I would love to be able to say that I do that second thing most of the time. With work stuff, I can say, I do it more. But with my daughter and my partner and sometimes with an aunt or cousin or my brother, I still notice how tightly I hold onto my ego. How deep my tendency is still to say, “that thing I just said or did? That can’t be right, because that’s just not me.”

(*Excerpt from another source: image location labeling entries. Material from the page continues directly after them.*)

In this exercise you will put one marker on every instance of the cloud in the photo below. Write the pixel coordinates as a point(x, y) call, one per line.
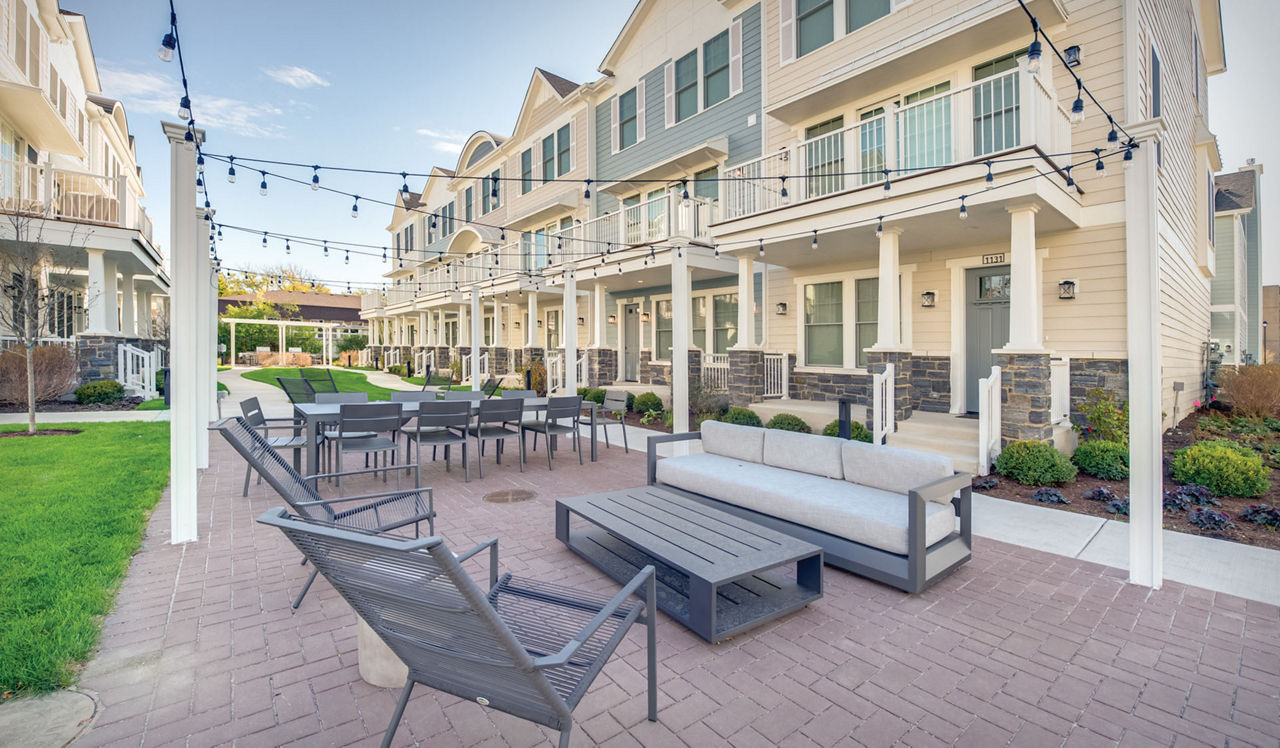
point(155, 94)
point(296, 77)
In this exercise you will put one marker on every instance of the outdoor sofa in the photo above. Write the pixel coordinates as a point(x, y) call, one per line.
point(882, 512)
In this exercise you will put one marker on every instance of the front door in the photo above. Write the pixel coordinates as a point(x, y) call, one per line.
point(987, 324)
point(631, 342)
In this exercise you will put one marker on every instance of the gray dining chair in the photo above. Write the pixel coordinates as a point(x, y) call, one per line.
point(517, 646)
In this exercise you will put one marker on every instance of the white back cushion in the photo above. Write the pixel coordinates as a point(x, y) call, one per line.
point(734, 441)
point(891, 468)
point(812, 454)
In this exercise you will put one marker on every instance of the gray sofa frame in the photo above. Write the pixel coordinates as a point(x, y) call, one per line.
point(922, 566)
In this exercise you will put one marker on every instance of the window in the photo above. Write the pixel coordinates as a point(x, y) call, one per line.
point(816, 24)
point(662, 332)
point(707, 183)
point(823, 324)
point(723, 322)
point(859, 13)
point(865, 317)
point(627, 119)
point(548, 158)
point(563, 153)
point(526, 170)
point(716, 69)
point(686, 86)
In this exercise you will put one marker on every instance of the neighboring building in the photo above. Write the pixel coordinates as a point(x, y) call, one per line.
point(823, 147)
point(68, 165)
point(1237, 288)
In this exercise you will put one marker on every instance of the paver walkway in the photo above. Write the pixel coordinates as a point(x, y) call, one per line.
point(1018, 647)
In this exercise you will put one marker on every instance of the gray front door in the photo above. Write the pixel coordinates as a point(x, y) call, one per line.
point(631, 342)
point(986, 325)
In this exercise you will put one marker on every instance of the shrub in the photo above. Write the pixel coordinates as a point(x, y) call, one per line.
point(1252, 390)
point(741, 416)
point(645, 402)
point(1100, 493)
point(789, 423)
point(1105, 418)
point(1050, 496)
point(100, 391)
point(1264, 515)
point(1224, 468)
point(856, 430)
point(1101, 459)
point(1210, 519)
point(55, 374)
point(1034, 464)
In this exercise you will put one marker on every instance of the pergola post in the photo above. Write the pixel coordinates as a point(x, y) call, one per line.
point(184, 317)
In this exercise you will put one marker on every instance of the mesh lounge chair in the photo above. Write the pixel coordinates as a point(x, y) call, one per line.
point(375, 512)
point(521, 647)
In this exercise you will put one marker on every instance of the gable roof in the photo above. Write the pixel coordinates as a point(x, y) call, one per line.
point(1234, 191)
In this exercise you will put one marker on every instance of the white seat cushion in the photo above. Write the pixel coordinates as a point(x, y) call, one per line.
point(894, 469)
point(734, 441)
point(860, 514)
point(812, 454)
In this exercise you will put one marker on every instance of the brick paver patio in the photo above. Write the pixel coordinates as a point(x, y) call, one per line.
point(1018, 647)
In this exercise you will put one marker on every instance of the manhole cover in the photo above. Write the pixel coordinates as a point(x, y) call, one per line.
point(510, 496)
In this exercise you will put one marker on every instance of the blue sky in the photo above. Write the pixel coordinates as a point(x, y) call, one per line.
point(383, 85)
point(402, 83)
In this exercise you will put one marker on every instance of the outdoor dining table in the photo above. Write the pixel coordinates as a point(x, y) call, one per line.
point(316, 414)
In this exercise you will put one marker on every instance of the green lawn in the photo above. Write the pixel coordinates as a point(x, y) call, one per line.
point(72, 514)
point(346, 381)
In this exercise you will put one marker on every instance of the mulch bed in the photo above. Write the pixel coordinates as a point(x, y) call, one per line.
point(58, 406)
point(1180, 437)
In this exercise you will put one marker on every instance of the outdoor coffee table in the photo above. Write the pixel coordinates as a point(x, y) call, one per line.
point(717, 574)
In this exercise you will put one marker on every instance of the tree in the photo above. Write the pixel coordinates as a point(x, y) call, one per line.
point(35, 278)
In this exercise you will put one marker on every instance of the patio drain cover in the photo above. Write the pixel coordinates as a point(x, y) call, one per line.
point(510, 496)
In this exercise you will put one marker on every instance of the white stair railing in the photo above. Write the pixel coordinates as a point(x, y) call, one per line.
point(882, 405)
point(988, 420)
point(776, 375)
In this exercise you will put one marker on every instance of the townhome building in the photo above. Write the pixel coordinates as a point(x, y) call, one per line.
point(881, 201)
point(1237, 287)
point(69, 179)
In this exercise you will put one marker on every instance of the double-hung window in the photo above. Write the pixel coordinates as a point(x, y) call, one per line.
point(823, 324)
point(816, 24)
point(716, 69)
point(526, 170)
point(563, 154)
point(627, 123)
point(548, 158)
point(686, 86)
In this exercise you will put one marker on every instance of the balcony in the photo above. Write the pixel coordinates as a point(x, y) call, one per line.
point(42, 190)
point(983, 119)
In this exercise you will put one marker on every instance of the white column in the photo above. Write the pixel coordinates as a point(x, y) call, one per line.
point(533, 319)
point(1024, 288)
point(568, 323)
point(888, 328)
point(478, 336)
point(745, 299)
point(184, 252)
point(680, 293)
point(1142, 315)
point(598, 318)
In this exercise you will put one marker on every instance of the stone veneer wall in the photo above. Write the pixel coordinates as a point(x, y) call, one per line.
point(1110, 374)
point(1025, 410)
point(931, 383)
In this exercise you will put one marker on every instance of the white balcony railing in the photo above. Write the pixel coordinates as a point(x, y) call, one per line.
point(987, 117)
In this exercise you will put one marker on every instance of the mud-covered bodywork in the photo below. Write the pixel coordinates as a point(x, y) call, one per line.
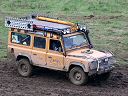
point(96, 61)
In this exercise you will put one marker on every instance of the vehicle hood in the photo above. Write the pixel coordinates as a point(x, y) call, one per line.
point(89, 54)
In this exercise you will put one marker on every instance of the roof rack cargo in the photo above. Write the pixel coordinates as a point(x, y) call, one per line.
point(42, 23)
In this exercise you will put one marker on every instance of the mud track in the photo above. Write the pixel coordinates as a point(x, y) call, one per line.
point(52, 83)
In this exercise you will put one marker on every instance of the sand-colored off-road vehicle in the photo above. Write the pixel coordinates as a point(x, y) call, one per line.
point(58, 45)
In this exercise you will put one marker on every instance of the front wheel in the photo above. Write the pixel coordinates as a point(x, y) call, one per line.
point(77, 76)
point(24, 68)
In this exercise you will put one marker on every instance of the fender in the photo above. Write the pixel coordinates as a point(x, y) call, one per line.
point(85, 67)
point(24, 55)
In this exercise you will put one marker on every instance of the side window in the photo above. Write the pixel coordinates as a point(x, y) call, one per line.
point(19, 38)
point(55, 45)
point(39, 42)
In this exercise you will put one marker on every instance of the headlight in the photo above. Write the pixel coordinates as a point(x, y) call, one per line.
point(93, 64)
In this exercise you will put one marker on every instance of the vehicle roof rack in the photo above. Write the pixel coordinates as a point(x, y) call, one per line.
point(40, 23)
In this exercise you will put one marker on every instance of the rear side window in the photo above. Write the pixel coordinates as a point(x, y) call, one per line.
point(19, 38)
point(39, 42)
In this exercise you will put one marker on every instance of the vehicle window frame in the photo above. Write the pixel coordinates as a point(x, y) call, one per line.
point(54, 50)
point(39, 37)
point(20, 43)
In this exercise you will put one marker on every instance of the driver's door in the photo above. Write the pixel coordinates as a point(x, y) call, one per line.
point(55, 57)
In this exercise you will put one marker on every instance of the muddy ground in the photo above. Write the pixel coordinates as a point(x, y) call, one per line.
point(52, 83)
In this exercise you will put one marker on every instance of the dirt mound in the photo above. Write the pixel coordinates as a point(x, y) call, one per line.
point(53, 83)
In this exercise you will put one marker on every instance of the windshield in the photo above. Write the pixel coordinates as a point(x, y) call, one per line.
point(75, 41)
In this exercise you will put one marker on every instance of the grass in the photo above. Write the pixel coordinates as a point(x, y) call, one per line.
point(108, 26)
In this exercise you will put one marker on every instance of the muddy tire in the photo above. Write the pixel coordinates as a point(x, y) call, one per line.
point(24, 68)
point(77, 76)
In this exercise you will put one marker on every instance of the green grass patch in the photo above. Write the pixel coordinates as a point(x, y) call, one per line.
point(108, 26)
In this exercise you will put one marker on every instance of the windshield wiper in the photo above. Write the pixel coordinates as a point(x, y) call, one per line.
point(82, 44)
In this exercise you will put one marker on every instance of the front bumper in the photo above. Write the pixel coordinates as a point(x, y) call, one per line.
point(101, 70)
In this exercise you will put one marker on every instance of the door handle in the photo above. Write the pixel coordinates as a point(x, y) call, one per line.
point(34, 54)
point(49, 57)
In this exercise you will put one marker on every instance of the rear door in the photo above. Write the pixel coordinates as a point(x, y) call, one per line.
point(39, 51)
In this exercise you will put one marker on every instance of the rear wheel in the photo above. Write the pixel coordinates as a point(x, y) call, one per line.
point(24, 68)
point(77, 76)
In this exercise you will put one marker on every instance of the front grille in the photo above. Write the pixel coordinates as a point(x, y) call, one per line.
point(103, 61)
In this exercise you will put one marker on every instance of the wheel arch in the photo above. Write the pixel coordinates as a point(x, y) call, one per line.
point(72, 65)
point(19, 57)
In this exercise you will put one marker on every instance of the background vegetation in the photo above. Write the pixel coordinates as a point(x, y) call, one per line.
point(106, 19)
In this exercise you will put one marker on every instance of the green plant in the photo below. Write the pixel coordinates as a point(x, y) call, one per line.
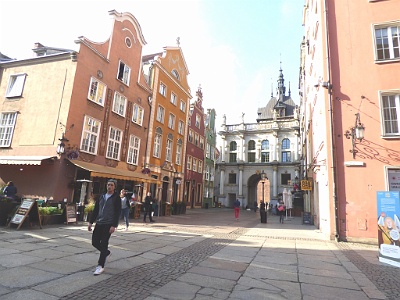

Sound familiar at all? Pema says it should. She reminds us, once again, that, “The main point is always how we work with our minds. Once we click into solid views of justification or blaming, our minds become very small. Closing down in any form causes suffering to escalate.” This happened to me just the other day, right after last week’s Wake Up Call when I was talking about Pema’s instructions on how to “lighten up[,] and turn around our well-established habits of striking out and blaming.” Right after that, my aunt, who is more like a sister, sent me what felt like a snarky text. And I wrote back an equally snarky one. In fact, mine might have been worse because I was fully aware I was doing it, and I’m not sure if she was. 


Instead of inviting my aunt to be my spiritual friend, noticing my activation, realizing my ego was involved and that I was about to fire back and double down on the snarky-ness that had just come my way (and which she probably wasn’t even aware of), meaning, instead of using my mindfulness practice – I did fire back. I did double down. 


It took about an hour but finally, the irony surfaced. So then I had to call and apologize - without demanding she reciprocate, and without bearing a grudge if she didn’t. So I did, and she didn’t, and it felt…not good, at first! It felt excruciating if I’m being honest. But it also felt right. More than anything, it felt like a relief. 


Pema calls this “limitless love”: we invite everyone to be our spiritual friend, and in doing this we love them, even if they’re our most difficult person, because we’re committed to caring more about them and everyone else, than about our own bruised ego.